I didn't have babies until I was 37. I wasn't sure I wanted them but I did fall for the fertility-nagging-concern-trolling that is current in the mainstream misogynist media - I believed that by delaying I might be nixing my chances altogether, and I would not have, if I had thought that having children was the number one priority in my life.
Had I thought that, I would have taken steps to have them sooner, and would effectively have killed my career, as a variety of factors kind of stalled it in my late twenties to mid thirties, and it was only hard graft and consistent determination over a crucial few years, where some opportunities came up and I threw myself at them with everything I had, that set it on an even keel. By the time I had my first baby at 37 I was in a permanent job with maternity rights and a salary that put me well in the black after childcare. This was my absolute first time in my life that I was in this position.

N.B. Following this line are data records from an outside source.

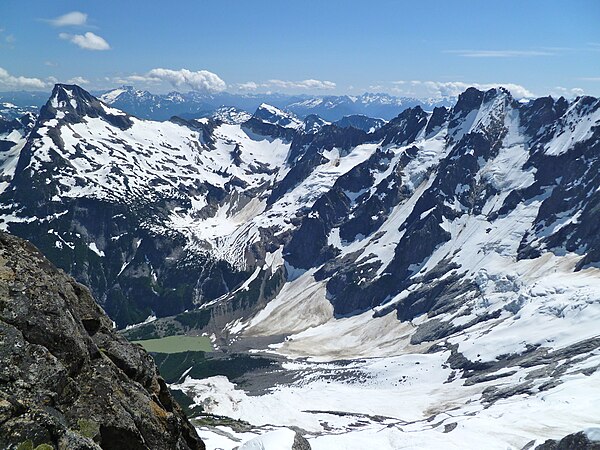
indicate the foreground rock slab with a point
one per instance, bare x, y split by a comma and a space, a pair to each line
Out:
68, 381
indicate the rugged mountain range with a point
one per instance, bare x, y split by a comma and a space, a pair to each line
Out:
145, 105
193, 105
469, 233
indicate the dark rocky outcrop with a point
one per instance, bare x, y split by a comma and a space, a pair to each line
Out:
573, 441
68, 380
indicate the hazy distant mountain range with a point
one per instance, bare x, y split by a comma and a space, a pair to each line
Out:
146, 105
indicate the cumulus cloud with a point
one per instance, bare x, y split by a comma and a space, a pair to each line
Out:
78, 81
202, 80
437, 89
87, 41
74, 18
307, 85
248, 86
19, 82
304, 84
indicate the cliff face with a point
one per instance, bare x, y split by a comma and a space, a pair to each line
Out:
67, 379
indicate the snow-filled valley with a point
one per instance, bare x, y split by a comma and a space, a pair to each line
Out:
433, 282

If I had had children in my late twenties or early thirties I would be financially dependent on a man (actually some shit man, given who either the fathers would have been) and / or the state, and in a bit of a hole about getting a career started again. I can see how it happens and it really sucks.
and we have to be careful not to blame individual women for this. it is systemic.
I haven't read "Lean In" but I really don't think I want to. having read the intro (kindle sample) and several reviews and the odd discussion of it on here, I think I would find it an extremely annoying book, because its argument seems to be to accept a lower reward:labour ratio if you are a woman. Its thesis appears to be that if you are a woman, things are stacked against you and therefore you must work harder and be cleverer. This is absolutely wrong. It totally shits on those who have no more to give.
I come at this very much from the angle of a person with medium to low stamina. I accept that some top jobs demand the utmost stamina, I know that some people in law etc get used to working 17 or 18 hour days sometimes for long stretches, and I will never be one of those people and can't expect to be paid as such. BUT I do resent the implication that everyone could, that energy is infinite, that the answer, as Boxer thought, is "I will work harder". look what happened to him.
I am at a really difficult time in my life with competing demands and no support, including or especially at home (although I theoretically have a partner) and I could cry at the disparity between what I can see could be done, by me, and what I can do.